OpenAI isn't just racing ahead in AI—it's rewriting the playbook on Silicon Valley pay. Internal financial data seen by investors indicates the company is handing out an average of $1.5 million in stock-based compensation per employee, for a workforce of about 4,000, according to a Wall Street Journal analysis. Adjusted to 2025 dollars, that's more than seven times what Google disclosed ahead of its 2004 IPO, and about 34 times the average stock-based pay at 18 other major tech firms in the year before their own IPOs. An OpenAI spokesperson declined to comment.

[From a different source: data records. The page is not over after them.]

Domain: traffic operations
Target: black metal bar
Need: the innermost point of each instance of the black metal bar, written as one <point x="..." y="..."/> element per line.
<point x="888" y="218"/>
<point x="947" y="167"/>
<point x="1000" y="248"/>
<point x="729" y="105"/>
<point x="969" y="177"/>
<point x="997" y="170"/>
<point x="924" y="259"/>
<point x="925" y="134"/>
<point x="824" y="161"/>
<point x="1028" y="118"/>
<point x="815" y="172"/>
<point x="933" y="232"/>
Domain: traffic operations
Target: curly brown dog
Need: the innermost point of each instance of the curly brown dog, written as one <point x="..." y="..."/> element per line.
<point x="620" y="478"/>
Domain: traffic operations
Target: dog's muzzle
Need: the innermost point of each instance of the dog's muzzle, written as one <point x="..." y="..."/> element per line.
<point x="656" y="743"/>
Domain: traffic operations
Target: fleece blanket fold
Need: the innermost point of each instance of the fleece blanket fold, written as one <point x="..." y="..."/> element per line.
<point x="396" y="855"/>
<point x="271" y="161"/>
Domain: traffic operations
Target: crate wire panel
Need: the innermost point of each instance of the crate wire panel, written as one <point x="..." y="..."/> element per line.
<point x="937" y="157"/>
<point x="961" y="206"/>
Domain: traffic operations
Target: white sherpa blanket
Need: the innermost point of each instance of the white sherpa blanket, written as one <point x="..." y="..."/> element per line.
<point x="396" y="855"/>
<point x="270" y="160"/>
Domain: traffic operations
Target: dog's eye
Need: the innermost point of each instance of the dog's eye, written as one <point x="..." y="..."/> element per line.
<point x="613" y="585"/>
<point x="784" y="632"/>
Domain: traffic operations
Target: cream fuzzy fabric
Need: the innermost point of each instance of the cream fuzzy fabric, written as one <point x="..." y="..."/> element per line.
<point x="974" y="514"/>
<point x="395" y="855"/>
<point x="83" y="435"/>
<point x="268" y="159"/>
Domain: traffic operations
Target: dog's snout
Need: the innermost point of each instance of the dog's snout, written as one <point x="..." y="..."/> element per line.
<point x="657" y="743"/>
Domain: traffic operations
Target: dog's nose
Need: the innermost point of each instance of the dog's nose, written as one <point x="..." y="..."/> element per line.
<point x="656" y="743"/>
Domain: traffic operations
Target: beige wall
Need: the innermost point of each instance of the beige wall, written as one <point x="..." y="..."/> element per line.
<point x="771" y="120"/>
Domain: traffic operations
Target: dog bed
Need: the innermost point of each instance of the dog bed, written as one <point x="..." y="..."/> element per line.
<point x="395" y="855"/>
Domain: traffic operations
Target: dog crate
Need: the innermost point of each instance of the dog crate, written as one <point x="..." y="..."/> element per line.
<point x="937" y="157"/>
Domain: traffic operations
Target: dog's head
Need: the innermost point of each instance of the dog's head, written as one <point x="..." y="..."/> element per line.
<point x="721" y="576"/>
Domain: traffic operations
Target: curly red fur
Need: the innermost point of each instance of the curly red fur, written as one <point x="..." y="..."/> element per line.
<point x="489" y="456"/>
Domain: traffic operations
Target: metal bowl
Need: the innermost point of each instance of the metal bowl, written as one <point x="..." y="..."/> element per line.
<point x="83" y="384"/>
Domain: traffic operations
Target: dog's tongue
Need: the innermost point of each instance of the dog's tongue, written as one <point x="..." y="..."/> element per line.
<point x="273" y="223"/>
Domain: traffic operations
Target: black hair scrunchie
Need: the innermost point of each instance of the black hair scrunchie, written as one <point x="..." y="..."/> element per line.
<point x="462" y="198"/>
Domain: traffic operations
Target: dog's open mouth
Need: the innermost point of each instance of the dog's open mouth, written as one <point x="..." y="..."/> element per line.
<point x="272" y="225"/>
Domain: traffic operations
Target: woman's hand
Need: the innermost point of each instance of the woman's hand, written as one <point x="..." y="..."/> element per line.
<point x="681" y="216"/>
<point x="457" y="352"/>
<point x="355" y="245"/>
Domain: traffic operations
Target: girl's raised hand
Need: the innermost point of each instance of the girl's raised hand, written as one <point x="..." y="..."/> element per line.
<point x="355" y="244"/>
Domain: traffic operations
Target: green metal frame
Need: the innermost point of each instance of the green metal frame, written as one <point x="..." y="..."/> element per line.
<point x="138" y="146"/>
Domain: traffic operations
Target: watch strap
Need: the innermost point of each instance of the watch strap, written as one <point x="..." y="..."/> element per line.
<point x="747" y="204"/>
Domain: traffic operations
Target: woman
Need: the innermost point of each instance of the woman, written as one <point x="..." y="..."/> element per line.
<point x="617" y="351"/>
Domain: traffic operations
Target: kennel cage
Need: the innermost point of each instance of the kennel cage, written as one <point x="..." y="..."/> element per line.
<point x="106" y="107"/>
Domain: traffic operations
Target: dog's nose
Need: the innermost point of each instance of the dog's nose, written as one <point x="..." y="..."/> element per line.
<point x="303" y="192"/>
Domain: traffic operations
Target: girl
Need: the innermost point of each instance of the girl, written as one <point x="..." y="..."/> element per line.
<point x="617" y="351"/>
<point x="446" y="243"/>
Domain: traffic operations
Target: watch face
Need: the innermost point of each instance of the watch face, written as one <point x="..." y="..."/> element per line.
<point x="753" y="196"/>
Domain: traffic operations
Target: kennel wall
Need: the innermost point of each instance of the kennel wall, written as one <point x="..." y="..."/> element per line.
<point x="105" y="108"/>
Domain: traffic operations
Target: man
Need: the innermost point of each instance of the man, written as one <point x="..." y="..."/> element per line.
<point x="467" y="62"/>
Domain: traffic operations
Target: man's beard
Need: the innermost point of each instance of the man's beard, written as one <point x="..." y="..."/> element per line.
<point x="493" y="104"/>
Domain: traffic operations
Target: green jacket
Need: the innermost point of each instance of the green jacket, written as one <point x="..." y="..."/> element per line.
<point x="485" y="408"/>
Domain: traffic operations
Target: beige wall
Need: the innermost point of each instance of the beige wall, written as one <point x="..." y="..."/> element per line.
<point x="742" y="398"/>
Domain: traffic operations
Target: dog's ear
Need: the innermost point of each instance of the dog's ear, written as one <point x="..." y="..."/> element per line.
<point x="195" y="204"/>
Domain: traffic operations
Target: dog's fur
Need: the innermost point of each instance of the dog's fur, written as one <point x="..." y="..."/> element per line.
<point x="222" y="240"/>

The equity packages are enormous not just in size, but in impact: OpenAI's stock-based compensation is projected to equal roughly 46% of its 2025 revenue, the analysis found—by far the highest among the companies reviewed, except for electric-vehicle maker Rivian, which had no revenue pre-IPO. By comparison, Palantir's stock-based compensation ran at 33% of revenue the year before its 2020 IPO, while Google's was at 15% and Facebook's at 6%. Across the set of companies studied, the average was about 6%.
The spending spree is tied directly to the AI talent wars. After Meta CEO Mark Zuckerberg started dangling pay packages reportedly reaching into the hundreds of millions—up to $1 billion, in some cases—for elite researchers and execs, OpenAI and other "frontier labs" felt the squeeze to match or beat those offers. (Check out the high compensation for this admittedly "stressful" position at OpenAI, per Business Insider.) Zuckerberg's push lured more than 20 OpenAI staffers, including ChatGPT co-creator Shengjia Zhao, prompting OpenAI to respond with one-time bonuses worth millions for some research and engineering employees, per previous Journal reporting.
TipRanks calls OpenAI's latest move not "just a generous benefit," but a "survival tactic." OpenAI's own projections show stock-based compensation rising by roughly $3 billion annually through 2030, per the Journal. The company has also dropped a policy that required employees to stay at least six months before their equity began to vest, a shift that could drive compensation even higher as it works to keep its most sought-after people from walking out the door.